His letter from Houston had been an update, filling in a range of details that it had not been possible to fit into coded messages to and from Houston in the form of price lists of market produce. There were also further instructions in the letter, but most interesting of all was the situation report from within the West Wing of the White House, notably the state of deterioration that President John Cormack had suffered these past three weeks.
Finally there was the ticket for the left-luggage office at Paddington Station, something that could only cross the Atlantic by hand. How it had got from London to Houston he did not know or want to know. He did not need to know. He knew how it had come back to London, to him, and now it was in his hand. At 11:00 A.M. he used it.
The British Rail staffer thought nothing of it. In the course of a day hundreds of packages, grips, and suitcases were consigned to his office for safekeeping, and hundreds more withdrawn. Only after being unclaimed for three months would a package be taken off the shelves and opened, for disposal if it could not be identified. The ticket presented that morning by the silent man in the medium-gray gabardine raincoat was just another ticket.
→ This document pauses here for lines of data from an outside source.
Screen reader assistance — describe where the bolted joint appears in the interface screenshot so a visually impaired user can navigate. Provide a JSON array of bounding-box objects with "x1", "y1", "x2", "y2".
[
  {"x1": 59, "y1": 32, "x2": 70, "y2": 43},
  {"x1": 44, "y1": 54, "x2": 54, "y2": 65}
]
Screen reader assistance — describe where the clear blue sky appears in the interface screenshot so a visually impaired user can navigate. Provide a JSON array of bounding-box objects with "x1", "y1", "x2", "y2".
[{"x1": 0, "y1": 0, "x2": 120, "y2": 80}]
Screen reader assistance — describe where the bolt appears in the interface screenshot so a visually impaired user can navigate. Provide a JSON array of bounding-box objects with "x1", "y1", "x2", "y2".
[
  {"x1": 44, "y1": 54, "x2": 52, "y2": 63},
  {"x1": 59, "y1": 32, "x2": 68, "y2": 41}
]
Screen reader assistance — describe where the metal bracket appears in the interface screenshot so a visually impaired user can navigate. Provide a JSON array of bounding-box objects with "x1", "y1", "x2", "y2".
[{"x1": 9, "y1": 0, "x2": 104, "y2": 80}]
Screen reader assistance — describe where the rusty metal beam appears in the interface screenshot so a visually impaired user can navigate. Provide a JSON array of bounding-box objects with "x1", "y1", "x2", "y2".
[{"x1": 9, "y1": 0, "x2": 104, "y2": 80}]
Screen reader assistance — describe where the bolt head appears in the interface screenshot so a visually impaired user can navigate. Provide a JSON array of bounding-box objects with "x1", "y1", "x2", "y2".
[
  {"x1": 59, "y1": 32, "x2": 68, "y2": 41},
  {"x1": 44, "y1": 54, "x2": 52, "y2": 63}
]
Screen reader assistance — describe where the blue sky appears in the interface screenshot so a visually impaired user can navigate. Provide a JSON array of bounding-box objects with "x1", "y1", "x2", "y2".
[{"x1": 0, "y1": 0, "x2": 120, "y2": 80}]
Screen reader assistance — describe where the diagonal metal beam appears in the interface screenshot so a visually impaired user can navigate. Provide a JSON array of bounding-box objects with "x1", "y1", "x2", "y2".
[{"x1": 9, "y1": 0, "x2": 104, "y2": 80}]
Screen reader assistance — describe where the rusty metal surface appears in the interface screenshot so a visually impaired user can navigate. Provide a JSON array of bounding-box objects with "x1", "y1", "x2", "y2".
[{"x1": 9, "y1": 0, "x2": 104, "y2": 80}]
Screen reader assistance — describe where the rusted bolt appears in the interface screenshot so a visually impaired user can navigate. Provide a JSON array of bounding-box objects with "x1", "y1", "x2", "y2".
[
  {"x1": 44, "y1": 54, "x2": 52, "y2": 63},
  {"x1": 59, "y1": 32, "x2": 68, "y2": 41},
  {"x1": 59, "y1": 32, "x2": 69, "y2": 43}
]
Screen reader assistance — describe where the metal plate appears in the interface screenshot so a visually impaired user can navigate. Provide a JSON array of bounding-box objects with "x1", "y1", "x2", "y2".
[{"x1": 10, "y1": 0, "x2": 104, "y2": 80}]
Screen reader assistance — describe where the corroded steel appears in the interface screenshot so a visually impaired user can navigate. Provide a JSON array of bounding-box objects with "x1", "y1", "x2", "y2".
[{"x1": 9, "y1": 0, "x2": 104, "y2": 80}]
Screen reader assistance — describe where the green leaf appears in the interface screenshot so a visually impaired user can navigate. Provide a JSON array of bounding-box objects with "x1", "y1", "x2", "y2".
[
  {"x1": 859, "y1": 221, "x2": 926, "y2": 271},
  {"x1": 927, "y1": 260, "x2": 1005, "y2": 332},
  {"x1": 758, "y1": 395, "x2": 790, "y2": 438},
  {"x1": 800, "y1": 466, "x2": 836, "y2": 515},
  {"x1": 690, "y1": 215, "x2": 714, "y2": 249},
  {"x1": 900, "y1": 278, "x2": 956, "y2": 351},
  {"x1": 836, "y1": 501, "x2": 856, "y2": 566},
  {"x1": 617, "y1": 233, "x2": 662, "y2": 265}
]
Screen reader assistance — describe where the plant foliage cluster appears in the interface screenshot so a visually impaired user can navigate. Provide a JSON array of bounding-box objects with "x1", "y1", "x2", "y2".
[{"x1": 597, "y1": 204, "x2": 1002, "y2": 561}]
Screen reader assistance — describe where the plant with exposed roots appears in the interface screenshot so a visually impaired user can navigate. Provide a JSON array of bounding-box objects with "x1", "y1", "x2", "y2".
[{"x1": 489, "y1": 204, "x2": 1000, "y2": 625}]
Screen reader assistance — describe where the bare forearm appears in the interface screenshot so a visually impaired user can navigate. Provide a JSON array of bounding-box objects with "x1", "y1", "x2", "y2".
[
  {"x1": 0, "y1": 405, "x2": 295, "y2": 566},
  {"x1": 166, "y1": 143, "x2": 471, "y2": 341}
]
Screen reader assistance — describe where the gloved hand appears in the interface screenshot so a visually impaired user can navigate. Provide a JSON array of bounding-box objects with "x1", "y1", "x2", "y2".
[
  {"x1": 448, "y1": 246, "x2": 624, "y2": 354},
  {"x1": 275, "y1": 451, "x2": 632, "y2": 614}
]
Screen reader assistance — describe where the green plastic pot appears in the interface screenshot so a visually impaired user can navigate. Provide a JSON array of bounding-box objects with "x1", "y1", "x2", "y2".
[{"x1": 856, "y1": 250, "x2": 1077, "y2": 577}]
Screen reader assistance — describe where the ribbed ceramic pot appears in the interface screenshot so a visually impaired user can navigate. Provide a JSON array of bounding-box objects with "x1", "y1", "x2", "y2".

He ranged along his shelves, found the numbered item, a small fiber suitcase, and handed it over. It was prepaid anyway. He would not remember the transaction by nightfall.
Moss took the case back to his apartment, forced the cheap locks, and examined the contents. They were all there, as he had been told they would be. He checked his watch. He had three hours before he need set off.
There was a house set in a quiet road on the outskirts of a commuter town not forty miles from the center of London. At a certain time he would drive past that house, as he did every second day, and the position of his driver’s window-fully up, half lowered, or fully down-would convey to the watcher the thing he needed to know. This day, for the first time, the window would be in the fully down position. He slotted one of his locally acquired S &M videotapes-ultra hard core, but he knew where to go for his supplies-into his television and settled back to enjoy himself.
When Andy Laing left the bank he was almost in a state of shock. Few men go through the experience of seeing an entire career, worked on and nurtured through years of effort, scattered in small and irrecoverable pieces at their feet. The first reaction is incomprehension; the second, indecision.